2016 também foi marcado por greves de professores e de trabalhadores em educação. No ensino superior, servidores de mais de 30 instituições cruzaram os braços em protesto contra cortes orçamentários na educação.

 Plano Nacional de Educação

Construído em conjunto com a sociedade e aprovado pelo Congresso Nacional com muito atraso, o Plano Nacional de Educação (PNE) chegou ao segundo ano sem atingir as metas intermediárias, segundo o balanço divulgado pelo Inep. A lei estabelece que sejam investidos, no mínimo, 10% do PIB em educação até 2024. Segundo o Inep, a porcentagem de investimento caiu de 6% em 2014 para 5,3% em 2015. Para o MEC, a crise fiscal atrapalhou o cumprimento das metas.

Ideb e Pisa

Em ano de divulgação de dois importantes indicadores de avaliação, a qualidade da educação brasileira foi questionada. O Ideb, nacional, mostrou que o país cumpriu a meta apenas para os anos iniciais do ensino fundamental, até o 5º ano.

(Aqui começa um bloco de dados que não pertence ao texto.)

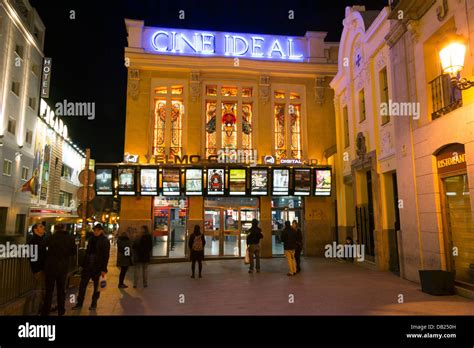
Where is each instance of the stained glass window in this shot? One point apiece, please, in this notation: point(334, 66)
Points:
point(168, 121)
point(159, 127)
point(294, 111)
point(247, 127)
point(229, 91)
point(211, 122)
point(280, 133)
point(229, 125)
point(177, 111)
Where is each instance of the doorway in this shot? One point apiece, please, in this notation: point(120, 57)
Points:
point(225, 225)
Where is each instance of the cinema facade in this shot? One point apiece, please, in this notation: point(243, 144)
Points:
point(222, 128)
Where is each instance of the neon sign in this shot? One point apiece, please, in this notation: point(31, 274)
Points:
point(193, 42)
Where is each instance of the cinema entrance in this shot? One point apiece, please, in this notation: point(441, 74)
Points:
point(226, 221)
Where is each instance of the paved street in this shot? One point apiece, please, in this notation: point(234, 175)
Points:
point(325, 287)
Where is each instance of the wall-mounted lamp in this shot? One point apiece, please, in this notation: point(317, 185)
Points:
point(452, 62)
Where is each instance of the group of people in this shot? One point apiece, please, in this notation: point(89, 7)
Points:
point(292, 239)
point(51, 267)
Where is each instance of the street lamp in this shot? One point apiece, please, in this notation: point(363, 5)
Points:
point(452, 62)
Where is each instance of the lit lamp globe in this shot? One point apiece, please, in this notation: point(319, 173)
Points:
point(452, 58)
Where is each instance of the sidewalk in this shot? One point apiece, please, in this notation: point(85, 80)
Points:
point(325, 287)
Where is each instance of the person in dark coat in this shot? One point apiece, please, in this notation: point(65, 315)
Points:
point(196, 245)
point(94, 265)
point(253, 243)
point(288, 237)
point(60, 248)
point(124, 257)
point(142, 250)
point(37, 265)
point(299, 245)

Nos demais, o índice manteve-se estagnado ou não aumentou.

No Pisa, internacional, o Brasil mostrou estagnação em português e ciências e uma leve piora em matemática. A avaliação, no entanto, ressalta que o país incluiu muitas crianças e jovens no sistema de ensino.

2017

Com a reforma do ensino médio, o Ministério da Educação pretende reformular o Enem. Apesar de algumas ideias já terem sido colocadas em discussão, como o fim do certificado de conclusão do ensino médio e a exclusão dos treineiros, o novo formato ainda não está concluído. O MEC decidiu colocar a questão em consulta pública.

A Base Nacional Comum Curricular, em debate há dois anos, deverá ser concluída até o meio de 2017. No entanto, a parte referente ao ensino médio deverá demorar mais em função das mudanças nesta etapa. Pela MP do Ensino Médio, 60% do currículo será dedicado à Base e os 40% restantes serão de livre escolha dos estudantes entre cinco áreas de estudo: linguagens, matemática, ciências da natureza, ciências humanas e formação técnica e profissional.